What’s at stake for Islamic State (IS) affiliates? Increasingly these days, it’s their passports and homes.
In the wake of the deadly Paris attacks of Nov. 13, in which several perpetrators were French and Belgian nationals, governments around the world are cracking down on terrorism by threatening to revoke the citizenship of anyone directly linked to IS or other militant groups.
Joining French President Francois Hollande and leaders in Belgium, Norway, Australia, and Britain, Israeli Prime Minister Benjamin Netanyahu introduced policy changes that would limit the mobility of potential terrorists by stripping them of their passports and dual citizenships.
“Whoever joins ISIS will not be an Israeli citizen. And if he leaves the borders of the state, he will not return,” Mr. Netanyahu said at a cabinet meeting Sunday. “I think this lesson is becoming increasingly clear throughout the international arena, and it is fitting that we lead this effort as well.”
While no known IS attacks have been carried out on Israeli soil, Netanyahu’s announcement came on the heels of a national study that revealed 17 percent of the country’s Arabs feel sympathetic to IS, disagreeing with the statement, “Islamic State is an extremist terrorist organization and that they, as Arabs, felt ashamed of it.”
“This is a very telling finding,” the study’s researcher, Sammy Smooha, a professor at the University of Haifa, told the Jerusalem Post.
“Why, because all Arab political parties and the Islamic Movement’s two factions are against Islamic State, so this means a segment of the Arab public does not agree with the consensus against Islamic State.”
Meanwhile in Europe, as Carol J. Williams of the Los Angeles Times reports, “states are already dealing with the reality of radicalized citizens returning from Syria and other jihadist venues.”
Repealing the European citizenship of those who have been radicalized or trained by Islamic extremists abroad is a preemptive tactic aimed at preventing future terror attacks on European soil.
Data from the respective national security agencies of Germany, Britain, France, Belgium, and the Netherlands indicate that 2,731 citizens of these countries had gone to Syria or Iraq for terrorist training, but more than a third – or 1,012 – returned to their European home states afterward.
Several among the attackers who killed at least 130 people in Paris earlier this month were French natives.
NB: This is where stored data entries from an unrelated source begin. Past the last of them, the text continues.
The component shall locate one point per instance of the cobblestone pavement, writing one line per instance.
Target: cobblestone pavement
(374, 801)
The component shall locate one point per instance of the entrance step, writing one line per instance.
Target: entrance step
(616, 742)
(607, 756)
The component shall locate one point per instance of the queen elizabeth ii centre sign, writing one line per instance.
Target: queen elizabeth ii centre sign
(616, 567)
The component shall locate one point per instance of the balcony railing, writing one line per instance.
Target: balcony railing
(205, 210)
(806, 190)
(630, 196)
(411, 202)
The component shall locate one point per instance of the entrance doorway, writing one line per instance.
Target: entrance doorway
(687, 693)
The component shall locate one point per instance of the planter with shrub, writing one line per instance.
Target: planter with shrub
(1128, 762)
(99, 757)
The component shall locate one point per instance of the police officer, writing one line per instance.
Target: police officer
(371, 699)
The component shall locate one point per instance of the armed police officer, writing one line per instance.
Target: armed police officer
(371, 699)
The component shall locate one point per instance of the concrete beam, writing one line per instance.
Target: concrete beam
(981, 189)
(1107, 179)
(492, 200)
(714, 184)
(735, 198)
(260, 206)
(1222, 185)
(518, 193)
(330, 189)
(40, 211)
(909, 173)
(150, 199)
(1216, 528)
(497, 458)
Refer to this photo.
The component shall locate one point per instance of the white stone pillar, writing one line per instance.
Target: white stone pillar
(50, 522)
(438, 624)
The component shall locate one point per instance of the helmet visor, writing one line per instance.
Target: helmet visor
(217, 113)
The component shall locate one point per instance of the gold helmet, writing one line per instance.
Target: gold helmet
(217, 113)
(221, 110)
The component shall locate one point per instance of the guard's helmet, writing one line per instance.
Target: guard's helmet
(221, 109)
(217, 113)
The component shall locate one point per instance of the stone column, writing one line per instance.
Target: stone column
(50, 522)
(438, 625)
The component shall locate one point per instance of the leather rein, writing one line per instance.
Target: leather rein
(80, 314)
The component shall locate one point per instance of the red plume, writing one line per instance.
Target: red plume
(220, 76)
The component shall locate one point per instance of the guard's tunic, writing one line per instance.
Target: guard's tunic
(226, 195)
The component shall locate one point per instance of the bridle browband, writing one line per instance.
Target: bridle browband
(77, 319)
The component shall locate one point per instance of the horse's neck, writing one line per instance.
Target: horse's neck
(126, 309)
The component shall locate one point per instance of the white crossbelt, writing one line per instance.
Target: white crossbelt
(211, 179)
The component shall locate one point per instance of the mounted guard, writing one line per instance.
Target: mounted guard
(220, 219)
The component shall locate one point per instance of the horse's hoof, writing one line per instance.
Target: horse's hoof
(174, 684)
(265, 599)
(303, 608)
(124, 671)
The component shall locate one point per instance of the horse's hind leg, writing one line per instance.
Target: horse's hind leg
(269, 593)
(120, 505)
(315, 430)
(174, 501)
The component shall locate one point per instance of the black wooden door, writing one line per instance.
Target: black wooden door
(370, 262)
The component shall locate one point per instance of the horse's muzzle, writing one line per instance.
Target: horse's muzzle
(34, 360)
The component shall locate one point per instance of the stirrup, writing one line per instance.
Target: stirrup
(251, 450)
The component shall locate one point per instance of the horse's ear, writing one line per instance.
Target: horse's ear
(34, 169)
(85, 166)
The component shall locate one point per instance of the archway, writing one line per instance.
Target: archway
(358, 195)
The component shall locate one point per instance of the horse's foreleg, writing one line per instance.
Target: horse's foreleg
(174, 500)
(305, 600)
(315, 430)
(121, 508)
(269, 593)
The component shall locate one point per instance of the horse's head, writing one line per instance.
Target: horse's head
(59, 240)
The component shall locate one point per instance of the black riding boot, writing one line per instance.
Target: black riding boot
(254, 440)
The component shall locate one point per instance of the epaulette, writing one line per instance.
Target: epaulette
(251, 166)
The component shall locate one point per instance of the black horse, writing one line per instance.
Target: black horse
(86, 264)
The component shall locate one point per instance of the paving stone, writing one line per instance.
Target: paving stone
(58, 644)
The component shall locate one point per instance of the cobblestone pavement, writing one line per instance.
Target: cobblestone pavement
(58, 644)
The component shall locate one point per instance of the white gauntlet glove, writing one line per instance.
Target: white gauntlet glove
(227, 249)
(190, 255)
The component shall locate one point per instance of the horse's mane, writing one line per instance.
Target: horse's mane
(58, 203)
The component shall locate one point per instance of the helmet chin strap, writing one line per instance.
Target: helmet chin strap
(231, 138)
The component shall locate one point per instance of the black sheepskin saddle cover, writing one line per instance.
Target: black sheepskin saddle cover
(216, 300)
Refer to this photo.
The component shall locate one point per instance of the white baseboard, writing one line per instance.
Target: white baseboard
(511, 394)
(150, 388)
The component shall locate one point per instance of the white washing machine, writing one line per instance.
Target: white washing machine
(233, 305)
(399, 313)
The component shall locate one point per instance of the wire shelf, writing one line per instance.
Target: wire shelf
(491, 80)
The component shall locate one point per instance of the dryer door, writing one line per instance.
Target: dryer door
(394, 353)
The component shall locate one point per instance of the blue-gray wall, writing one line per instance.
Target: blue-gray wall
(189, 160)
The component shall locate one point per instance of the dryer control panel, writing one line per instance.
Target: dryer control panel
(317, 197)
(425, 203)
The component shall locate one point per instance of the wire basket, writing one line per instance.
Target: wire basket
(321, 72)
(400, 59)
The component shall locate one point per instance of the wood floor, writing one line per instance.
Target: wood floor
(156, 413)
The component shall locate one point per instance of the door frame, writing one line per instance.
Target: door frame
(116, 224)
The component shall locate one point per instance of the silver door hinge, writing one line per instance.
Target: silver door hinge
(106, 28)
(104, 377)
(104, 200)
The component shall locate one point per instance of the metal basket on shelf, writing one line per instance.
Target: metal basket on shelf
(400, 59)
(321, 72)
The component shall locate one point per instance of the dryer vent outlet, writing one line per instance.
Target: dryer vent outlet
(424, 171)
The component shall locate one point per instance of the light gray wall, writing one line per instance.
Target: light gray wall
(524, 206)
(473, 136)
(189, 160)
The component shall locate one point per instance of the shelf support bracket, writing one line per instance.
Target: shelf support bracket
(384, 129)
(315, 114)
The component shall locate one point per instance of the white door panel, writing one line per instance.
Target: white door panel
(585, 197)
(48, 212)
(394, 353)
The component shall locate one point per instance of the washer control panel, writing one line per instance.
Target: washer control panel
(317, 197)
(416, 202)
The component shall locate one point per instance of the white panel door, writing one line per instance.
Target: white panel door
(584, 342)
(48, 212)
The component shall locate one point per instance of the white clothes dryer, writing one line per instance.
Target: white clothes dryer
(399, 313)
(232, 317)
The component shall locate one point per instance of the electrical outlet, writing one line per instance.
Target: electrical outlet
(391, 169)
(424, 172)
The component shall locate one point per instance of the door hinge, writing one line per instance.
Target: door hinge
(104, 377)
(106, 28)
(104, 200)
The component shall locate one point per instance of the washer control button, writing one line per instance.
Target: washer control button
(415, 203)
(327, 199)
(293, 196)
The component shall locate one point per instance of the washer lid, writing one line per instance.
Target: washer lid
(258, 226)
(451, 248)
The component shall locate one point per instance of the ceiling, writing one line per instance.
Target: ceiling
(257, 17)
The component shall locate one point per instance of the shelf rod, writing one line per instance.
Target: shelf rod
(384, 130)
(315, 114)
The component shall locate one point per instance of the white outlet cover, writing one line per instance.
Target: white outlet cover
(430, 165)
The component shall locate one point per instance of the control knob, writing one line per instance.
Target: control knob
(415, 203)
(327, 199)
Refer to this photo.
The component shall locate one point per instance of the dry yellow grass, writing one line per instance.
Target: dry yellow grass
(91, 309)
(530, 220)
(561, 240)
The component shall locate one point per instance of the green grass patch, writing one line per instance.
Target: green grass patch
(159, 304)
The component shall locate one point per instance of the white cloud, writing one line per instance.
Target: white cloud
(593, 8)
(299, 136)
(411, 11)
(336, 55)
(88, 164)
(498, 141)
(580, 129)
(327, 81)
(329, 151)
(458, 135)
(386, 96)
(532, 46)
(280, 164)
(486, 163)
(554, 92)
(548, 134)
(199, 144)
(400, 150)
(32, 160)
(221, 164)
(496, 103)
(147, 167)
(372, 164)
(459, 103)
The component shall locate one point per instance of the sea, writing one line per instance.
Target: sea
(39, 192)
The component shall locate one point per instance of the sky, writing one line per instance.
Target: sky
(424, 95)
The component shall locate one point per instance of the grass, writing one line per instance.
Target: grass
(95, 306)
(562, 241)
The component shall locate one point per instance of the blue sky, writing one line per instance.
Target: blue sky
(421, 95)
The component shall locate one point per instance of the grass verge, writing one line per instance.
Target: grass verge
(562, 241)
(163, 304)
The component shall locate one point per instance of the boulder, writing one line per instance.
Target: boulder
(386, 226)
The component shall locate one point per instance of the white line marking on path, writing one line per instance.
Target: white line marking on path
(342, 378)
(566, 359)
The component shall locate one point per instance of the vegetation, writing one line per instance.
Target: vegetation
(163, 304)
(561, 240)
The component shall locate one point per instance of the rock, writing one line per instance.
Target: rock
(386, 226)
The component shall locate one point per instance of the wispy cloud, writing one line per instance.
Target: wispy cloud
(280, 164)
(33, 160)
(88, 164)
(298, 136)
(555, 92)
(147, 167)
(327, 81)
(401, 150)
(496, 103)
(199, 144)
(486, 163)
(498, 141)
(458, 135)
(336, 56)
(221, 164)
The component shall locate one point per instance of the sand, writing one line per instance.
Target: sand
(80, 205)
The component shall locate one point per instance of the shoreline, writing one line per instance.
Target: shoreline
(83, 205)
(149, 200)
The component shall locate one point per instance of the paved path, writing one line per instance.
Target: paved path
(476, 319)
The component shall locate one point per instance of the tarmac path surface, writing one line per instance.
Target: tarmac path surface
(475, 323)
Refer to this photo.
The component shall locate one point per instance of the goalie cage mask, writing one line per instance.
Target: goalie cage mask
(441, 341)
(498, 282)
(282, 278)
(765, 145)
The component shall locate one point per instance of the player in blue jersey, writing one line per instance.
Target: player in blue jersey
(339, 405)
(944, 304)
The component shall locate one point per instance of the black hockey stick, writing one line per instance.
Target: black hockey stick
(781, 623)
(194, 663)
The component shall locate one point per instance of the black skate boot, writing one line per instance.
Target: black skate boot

But critics say policies which would strip people of their citizenship endanger civil liberties, bestowing an exorbitant amount of power to authorities to monitor and deport suspects without channels of judiciary challenge.
Some experts suggest that restraints on IS recruits’ international movement only addresses part of the problem.
Peter Bergen, co-author of the New America report, “ISIS in the West: The New Faces of Extremism,” told the German Deutsche Welle news network that there are domestic reasons that IS appeals to Western Muslims. For instance, in France, Muslims, who make up just eight percent of the population, comprise about 70 percent of prisoners.
The failure of assimilation is a major concern, he said, adding that Muslims “are highly disadvantaged, criminalized, ghettoized."